Chef notes
I decided to devise an updated but still very gelatin recipe to honor my grandmother's role in my family's holiday traditions. It is cranberry layered over cream cheese and almond on a bed of gingersnaps. I hope it blesses some of you with treasured memories — hold the mayo.
Technique tip: This works best if the molds hold about 3 ounces. You can also make this in 4-ounce ramekins or an 8- by 8-inch pan for easier serving, but layer it in reverse: Spread the nuts over the bottom of the ramekins or pan, pour over the raspberry cream cheese layer and chill for 30 minutes. Top with cranberry layer and chill 4 hours or overnight. Cut into squares if using the square pan.
Ingredients
- 1 (3-ounce) package cranberry gelatin
- nonstick cooking spray
- 1 (3-ounce) package raspberry gelatin (or your choice of flavor)
- 1 (8-ounce) package cream cheese, softened
- 3/4 cup chopped toasted almonds
- 24 ginger snaps, crushed
- whipped cream (optional)
Preparation
1.Dissolve cranberry gelatin in 1 cup boiling water. Let cool slightly.

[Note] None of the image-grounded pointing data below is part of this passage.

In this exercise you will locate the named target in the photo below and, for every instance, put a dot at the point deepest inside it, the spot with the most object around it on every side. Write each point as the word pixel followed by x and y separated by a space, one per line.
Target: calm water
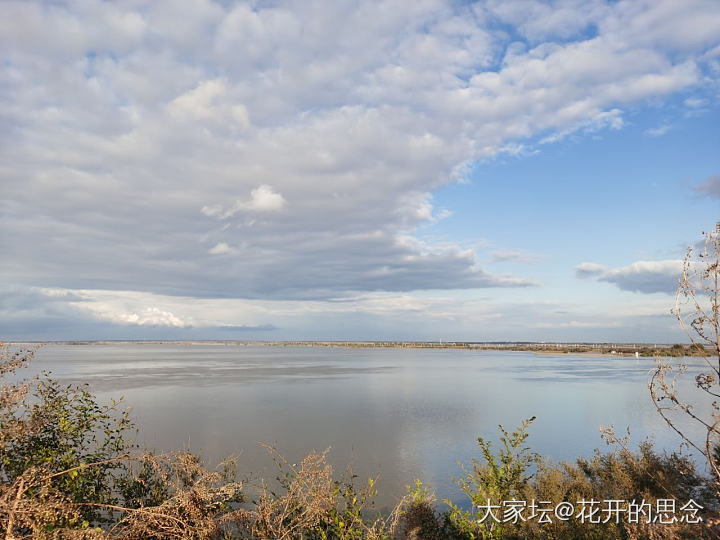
pixel 393 413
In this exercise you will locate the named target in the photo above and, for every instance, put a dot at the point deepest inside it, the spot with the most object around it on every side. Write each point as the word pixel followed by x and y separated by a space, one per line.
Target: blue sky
pixel 313 170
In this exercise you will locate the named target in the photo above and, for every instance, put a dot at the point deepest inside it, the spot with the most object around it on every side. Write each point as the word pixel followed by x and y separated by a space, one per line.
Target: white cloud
pixel 323 127
pixel 658 131
pixel 516 255
pixel 221 248
pixel 150 316
pixel 640 276
pixel 262 199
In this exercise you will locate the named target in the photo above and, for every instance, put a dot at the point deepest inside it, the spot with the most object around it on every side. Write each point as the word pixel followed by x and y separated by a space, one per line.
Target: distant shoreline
pixel 594 349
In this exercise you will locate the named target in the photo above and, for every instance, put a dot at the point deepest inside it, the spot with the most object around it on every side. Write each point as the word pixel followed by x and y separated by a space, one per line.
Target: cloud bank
pixel 289 150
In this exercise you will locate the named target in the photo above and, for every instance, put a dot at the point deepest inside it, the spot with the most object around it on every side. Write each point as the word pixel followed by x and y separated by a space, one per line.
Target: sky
pixel 515 170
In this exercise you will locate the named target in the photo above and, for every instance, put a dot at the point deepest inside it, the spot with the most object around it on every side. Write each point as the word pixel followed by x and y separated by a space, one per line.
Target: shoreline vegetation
pixel 647 350
pixel 70 469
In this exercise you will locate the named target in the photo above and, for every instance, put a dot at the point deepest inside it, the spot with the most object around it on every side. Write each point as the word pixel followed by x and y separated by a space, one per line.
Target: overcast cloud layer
pixel 285 151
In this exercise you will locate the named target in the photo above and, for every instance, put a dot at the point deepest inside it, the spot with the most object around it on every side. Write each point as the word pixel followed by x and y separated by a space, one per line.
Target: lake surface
pixel 398 414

2.Spray mold with cooking spray and divide gelatin among sections evenly. Place in refrigerator to chill/firm for about 30 minutes.

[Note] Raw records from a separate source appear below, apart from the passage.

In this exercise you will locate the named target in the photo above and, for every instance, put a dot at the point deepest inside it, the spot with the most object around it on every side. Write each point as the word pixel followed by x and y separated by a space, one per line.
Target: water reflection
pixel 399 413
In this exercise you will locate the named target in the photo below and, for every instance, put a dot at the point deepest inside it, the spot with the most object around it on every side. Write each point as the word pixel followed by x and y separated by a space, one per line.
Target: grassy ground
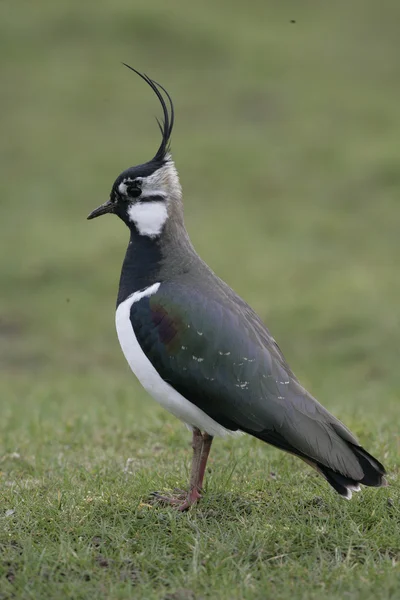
pixel 287 142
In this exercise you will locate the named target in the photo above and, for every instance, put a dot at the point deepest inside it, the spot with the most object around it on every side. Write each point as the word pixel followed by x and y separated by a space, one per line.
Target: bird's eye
pixel 133 190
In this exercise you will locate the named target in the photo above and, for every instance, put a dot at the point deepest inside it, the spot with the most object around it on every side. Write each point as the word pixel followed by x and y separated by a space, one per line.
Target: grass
pixel 287 142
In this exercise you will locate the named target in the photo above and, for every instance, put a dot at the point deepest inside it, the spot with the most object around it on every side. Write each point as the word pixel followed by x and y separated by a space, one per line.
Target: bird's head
pixel 144 196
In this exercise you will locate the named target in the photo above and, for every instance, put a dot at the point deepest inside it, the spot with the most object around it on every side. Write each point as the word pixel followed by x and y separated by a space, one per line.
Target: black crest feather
pixel 168 121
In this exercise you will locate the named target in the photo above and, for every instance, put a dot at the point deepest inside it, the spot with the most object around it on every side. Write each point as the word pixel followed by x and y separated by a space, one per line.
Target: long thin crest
pixel 168 121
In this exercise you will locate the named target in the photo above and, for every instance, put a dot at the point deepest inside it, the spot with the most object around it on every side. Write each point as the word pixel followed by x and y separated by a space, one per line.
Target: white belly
pixel 161 391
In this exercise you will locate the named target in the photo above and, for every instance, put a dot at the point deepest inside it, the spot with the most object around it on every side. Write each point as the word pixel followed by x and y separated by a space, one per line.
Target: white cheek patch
pixel 149 217
pixel 122 189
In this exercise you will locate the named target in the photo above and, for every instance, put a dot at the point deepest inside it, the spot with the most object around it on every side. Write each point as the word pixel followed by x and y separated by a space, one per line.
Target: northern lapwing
pixel 200 350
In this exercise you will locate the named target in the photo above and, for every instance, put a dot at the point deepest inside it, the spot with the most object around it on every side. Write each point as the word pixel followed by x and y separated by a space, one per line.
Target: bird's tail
pixel 373 470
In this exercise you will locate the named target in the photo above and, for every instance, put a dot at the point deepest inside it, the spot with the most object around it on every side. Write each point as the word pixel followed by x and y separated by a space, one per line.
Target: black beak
pixel 103 209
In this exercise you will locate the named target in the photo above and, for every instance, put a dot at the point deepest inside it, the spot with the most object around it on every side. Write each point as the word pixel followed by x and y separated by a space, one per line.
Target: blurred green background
pixel 287 141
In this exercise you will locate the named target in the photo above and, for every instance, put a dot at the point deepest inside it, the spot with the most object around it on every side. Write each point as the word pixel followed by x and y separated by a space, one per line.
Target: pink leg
pixel 207 441
pixel 183 502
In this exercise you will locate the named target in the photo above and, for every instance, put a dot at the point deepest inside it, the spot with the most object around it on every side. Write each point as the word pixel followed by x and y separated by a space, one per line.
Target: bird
pixel 200 350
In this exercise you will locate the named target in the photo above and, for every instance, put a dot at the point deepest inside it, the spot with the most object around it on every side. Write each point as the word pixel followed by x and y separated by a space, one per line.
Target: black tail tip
pixel 374 474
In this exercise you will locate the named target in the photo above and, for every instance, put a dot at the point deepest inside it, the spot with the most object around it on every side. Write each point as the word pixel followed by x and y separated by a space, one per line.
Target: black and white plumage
pixel 200 350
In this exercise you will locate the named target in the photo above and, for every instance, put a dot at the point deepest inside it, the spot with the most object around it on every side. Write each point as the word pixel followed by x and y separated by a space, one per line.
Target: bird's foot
pixel 181 500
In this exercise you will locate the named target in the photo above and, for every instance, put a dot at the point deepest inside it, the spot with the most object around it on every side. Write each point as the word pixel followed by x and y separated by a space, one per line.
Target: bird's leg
pixel 207 441
pixel 184 501
pixel 194 490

3.Dissolve raspberry gelatin in 1 cup boiling water; cool slightly.
4.Whip cream cheese for a few seconds to loosen and gradually add raspberry gelatin to form a smooth mixture. Pour over cranberry layer.

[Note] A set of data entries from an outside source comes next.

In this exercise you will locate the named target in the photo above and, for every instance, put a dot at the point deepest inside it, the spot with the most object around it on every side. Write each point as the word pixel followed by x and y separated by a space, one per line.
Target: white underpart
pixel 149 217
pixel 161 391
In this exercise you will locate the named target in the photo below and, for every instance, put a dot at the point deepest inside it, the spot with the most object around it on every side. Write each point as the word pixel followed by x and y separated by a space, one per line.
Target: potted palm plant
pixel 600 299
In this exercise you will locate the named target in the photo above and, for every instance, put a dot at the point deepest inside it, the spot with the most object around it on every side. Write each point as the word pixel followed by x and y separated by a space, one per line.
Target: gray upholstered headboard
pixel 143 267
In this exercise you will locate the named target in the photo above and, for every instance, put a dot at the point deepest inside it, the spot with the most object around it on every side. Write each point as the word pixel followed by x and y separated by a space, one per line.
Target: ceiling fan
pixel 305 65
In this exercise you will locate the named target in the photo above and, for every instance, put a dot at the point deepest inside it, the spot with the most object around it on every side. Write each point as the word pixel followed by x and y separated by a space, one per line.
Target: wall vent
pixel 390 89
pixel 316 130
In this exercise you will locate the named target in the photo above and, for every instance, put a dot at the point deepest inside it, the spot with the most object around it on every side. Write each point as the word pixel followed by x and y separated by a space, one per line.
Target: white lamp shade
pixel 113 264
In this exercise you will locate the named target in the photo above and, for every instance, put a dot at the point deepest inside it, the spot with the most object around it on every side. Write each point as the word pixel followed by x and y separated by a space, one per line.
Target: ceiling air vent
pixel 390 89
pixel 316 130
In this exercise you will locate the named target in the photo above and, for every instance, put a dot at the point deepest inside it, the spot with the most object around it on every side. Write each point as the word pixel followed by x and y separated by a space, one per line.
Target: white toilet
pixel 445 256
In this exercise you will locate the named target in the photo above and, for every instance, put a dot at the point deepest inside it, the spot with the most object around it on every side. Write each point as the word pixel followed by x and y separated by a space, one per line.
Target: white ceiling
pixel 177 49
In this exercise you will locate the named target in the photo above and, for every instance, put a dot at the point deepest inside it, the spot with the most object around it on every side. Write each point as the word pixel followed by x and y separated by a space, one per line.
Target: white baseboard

5.Top each with about a tablespoon of nuts. Return to refrigerator for at least 4 hours or overnight.
6.Dip mold into very warm water for about 15 seconds, unmold and place on a bed of crushed cookies to serve. Spread a thin layer of whipped cream over gelatin and gently scrape off excess with dull edge of a butter knife to highlight design. Garnish with more whipped cream, if desired.